Geschäftsstelle und Verwaltung
Die Geschäftsstellen der Senate unterstützen die gerichtliche Arbeit organisatorisch, etwa bei der Aktenführung, der Terminierung und der Zustellung von Entscheidungen. Die richterliche Unabhängigkeit bleibt hiervon unberührt.
Verfahrensablauf in Grundzügen
Einleitung und Schriftsätze
Verfahren beginnen mit einem Rechtsbehelf oder einer Klage, aus der sich der Streitgegenstand ergibt. Die Beteiligten tragen ihren Standpunkt schriftlich vor und reichen Beweismittel ein. In Beschwerdesachen wird regelmäßig die amtliche Akte des DPMA beigezogen.
Beweisaufnahme und mündliche Verhandlung
Technische und rechtliche Fragen werden im Rahmen der Aktenlage und gegebenenfalls durch Beweisaufnahme (z. B. Sachverständigenanhörung) geklärt. Häufig findet eine mündliche Verhandlung statt, in der der Senat mit den Beteiligten die entscheidungserheblichen Punkte erörtert.
Entscheidungstypen
In Beschwerdeverfahren ergeht in der Regel ein Beschluss; in Nichtigkeits- und Zwangslizenzsachen ein Urteil. Entscheidungen enthalten neben dem Tenor eine Begründung sowie regelmäßig eine Kostenentscheidung.
Rechtsmittel und Instanzenzug
Rechtsbeschwerde in Beschwerdesachen
Gegen Beschlüsse des Bundespatentgerichts in Beschwerdeverfahren ist unter bestimmten Voraussetzungen die Rechtsbeschwerde zum Bundesgerichtshof möglich. Sie betrifft Fragen der Rechtsanwendung und setzt in der Regel eine Zulassung voraus.
Berufung in Nichtigkeits- und Zwangslizenzsachen
Gegen Urteile in Patentnichtigkeits- und Zwangslizenzverfahren ist die Berufung zum Bundesgerichtshof eröffnet. Dieser überprüft sowohl die rechtliche Würdigung als auch, in festgelegtem Rahmen, die Tatsachenfeststellungen.
Wirkung der Rechtsmittel
Die Rechtskraft einer Entscheidung tritt erst nach Abschluss des Rechtsmittelzugs ein. Entscheidungen über den Bestand eines Schutzrechts entfalten Wirkungen, die über den Einzelfall hinausreichen, da sie den Schutzumfang und die Gültigkeit des Rechts allgemein betreffen.
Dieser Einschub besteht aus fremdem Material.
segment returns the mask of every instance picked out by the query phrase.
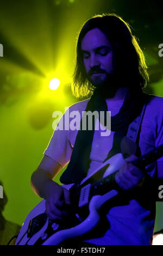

Bedeutung im System des Schutzrechts
Trennung von Bestand und Durchsetzung
Das System trennt die Prüfung des Schutzrechtsbestands (Bundespatentgericht, in zweiter Instanz Bundesgerichtshof) von der Durchsetzung in Verletzungsverfahren (Landgerichte und Oberlandesgerichte, in letzter Instanz Bundesgerichtshof). Diese Trennung soll eine fachlich spezialisierte und konsistente Rechtsprechung gewährleisten.
Verhältnis zu DPMA und Bundesgerichtshof
Das Deutsche Patent- und Markenamt ist die Anmelde- und Prüfbehörde. Dessen Entscheidungen können vom Bundespatentgericht überprüft werden. Der Bundesgerichtshof ist Rechtsmittelinstanz und sichert die Einheitlichkeit der Rechtsprechung.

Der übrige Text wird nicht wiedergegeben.